Last Updated on March 20, 2018

Anyone who has ever had to rely on others to get something important done at work, knows the guilty panic of realizing that your go-to person has something big going on in her personal life. Something that will make it hard for her to get your project done.

Maybe your colleague has a sudden health problem. Maybe your assistant has to take a week off right during the big deal because her teenage son was caught drinking and driving. Maybe it’s something wonderful like your friend’s wedding plans are just too overwhelming and, “Oh, by the way, I won’t be able to finish your project but I’m sure you can find someone else.”

All of us are firmly aware that our families have to be a priority – but am I the only one who has to wrestle down some conflicting feelings when trying to ensure that I make someone else’s family a priority too? Not just so that I “walk the talk” when finances are on the line (for example) but because I am all too aware that, sometimes, saying, “That’s okay, you need to prioritize your family” will mean I get less time with mine?

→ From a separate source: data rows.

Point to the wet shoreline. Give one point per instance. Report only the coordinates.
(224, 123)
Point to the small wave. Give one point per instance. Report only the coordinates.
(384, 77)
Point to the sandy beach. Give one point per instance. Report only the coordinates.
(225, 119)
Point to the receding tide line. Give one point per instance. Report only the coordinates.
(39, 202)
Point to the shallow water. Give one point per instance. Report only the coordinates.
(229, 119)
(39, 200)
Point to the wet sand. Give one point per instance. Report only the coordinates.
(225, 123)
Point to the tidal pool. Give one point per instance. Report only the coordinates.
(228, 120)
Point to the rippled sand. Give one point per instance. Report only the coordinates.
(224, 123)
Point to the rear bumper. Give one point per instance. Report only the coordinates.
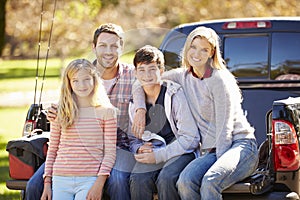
(268, 196)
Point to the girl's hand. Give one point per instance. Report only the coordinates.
(47, 193)
(95, 193)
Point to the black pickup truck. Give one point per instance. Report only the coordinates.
(264, 55)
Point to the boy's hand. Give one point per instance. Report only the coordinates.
(138, 124)
(147, 147)
(52, 112)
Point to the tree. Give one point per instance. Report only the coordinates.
(2, 25)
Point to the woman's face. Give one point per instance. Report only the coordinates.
(199, 52)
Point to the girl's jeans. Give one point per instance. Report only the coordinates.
(216, 175)
(73, 187)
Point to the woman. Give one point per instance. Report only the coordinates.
(227, 139)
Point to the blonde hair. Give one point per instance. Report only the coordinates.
(68, 109)
(217, 61)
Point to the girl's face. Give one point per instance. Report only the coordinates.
(199, 53)
(82, 83)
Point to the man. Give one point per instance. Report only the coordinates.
(117, 78)
(171, 133)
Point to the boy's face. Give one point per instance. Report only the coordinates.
(148, 74)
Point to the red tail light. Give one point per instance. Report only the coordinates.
(247, 25)
(286, 147)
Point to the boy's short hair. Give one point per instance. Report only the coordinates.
(148, 54)
(109, 28)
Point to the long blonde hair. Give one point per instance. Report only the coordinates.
(217, 61)
(67, 106)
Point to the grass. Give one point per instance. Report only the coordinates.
(19, 76)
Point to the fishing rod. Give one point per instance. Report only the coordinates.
(33, 118)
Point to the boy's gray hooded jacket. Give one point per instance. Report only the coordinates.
(182, 124)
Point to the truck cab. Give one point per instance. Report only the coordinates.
(264, 55)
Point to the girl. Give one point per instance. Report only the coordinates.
(82, 147)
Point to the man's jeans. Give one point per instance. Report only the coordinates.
(35, 185)
(217, 175)
(147, 179)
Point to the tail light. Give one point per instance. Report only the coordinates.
(247, 25)
(286, 147)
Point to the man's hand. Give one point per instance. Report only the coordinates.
(52, 112)
(138, 124)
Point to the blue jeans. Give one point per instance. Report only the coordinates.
(147, 179)
(216, 175)
(73, 187)
(35, 185)
(117, 185)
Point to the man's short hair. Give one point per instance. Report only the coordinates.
(109, 28)
(148, 54)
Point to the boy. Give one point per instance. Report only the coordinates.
(168, 115)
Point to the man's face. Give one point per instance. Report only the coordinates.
(148, 74)
(108, 50)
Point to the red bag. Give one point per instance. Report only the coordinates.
(26, 155)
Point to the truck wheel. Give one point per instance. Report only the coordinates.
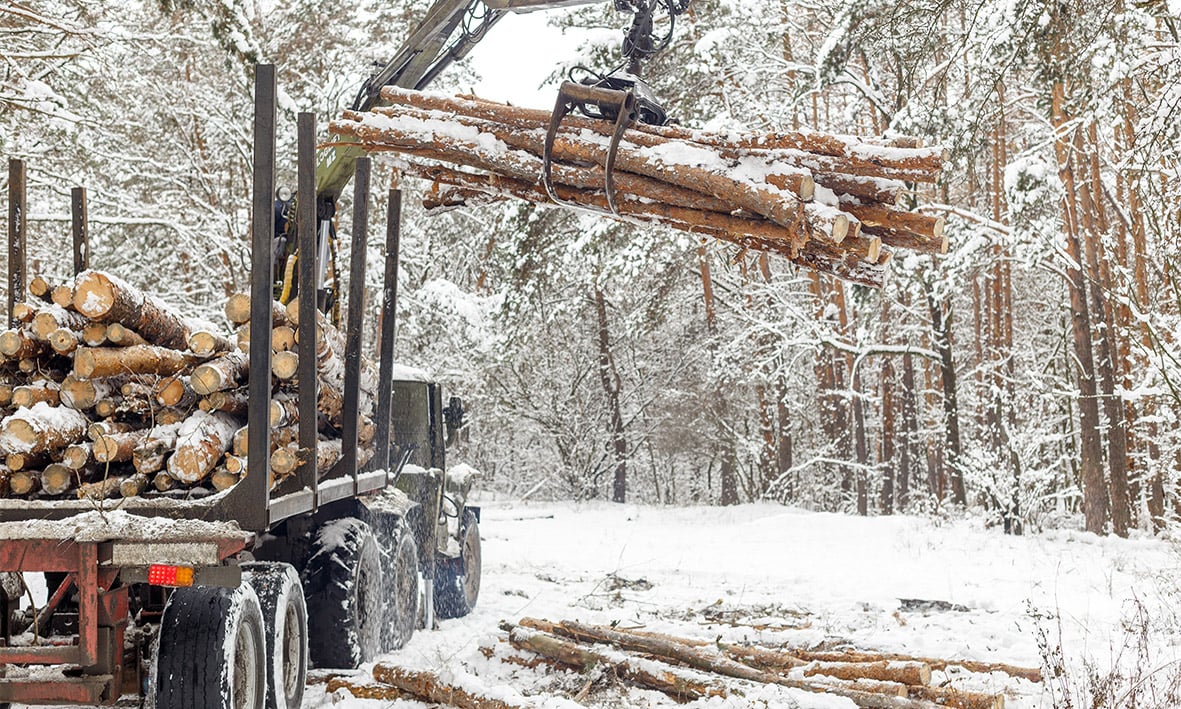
(343, 583)
(457, 580)
(211, 652)
(285, 619)
(400, 570)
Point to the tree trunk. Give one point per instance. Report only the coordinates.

I recently came smack up against this dilemma. For years, my whole ministry has been supported by a young and energetic independent tech guy – all our email, phones, servers, everything. When we started, his wife was his backup help, but somewhere along the way as they had young kids she was no longer involved. Which we didn’t know. Until he suddenly went into a diabetic coma, was admitted to the ICU, on a ventilator and with his organs shutting down.

Nobody even knew he was diabetic. And before we’d had time to process that shock, we got another: his whole server went down. No email, nothing. And his in-shock wife was so worried her husband might die, and trying so hard to keep her own family afloat, that she didn’t have the emotional wherewithal to help us – nor did she know any of the technical information necessary to do so.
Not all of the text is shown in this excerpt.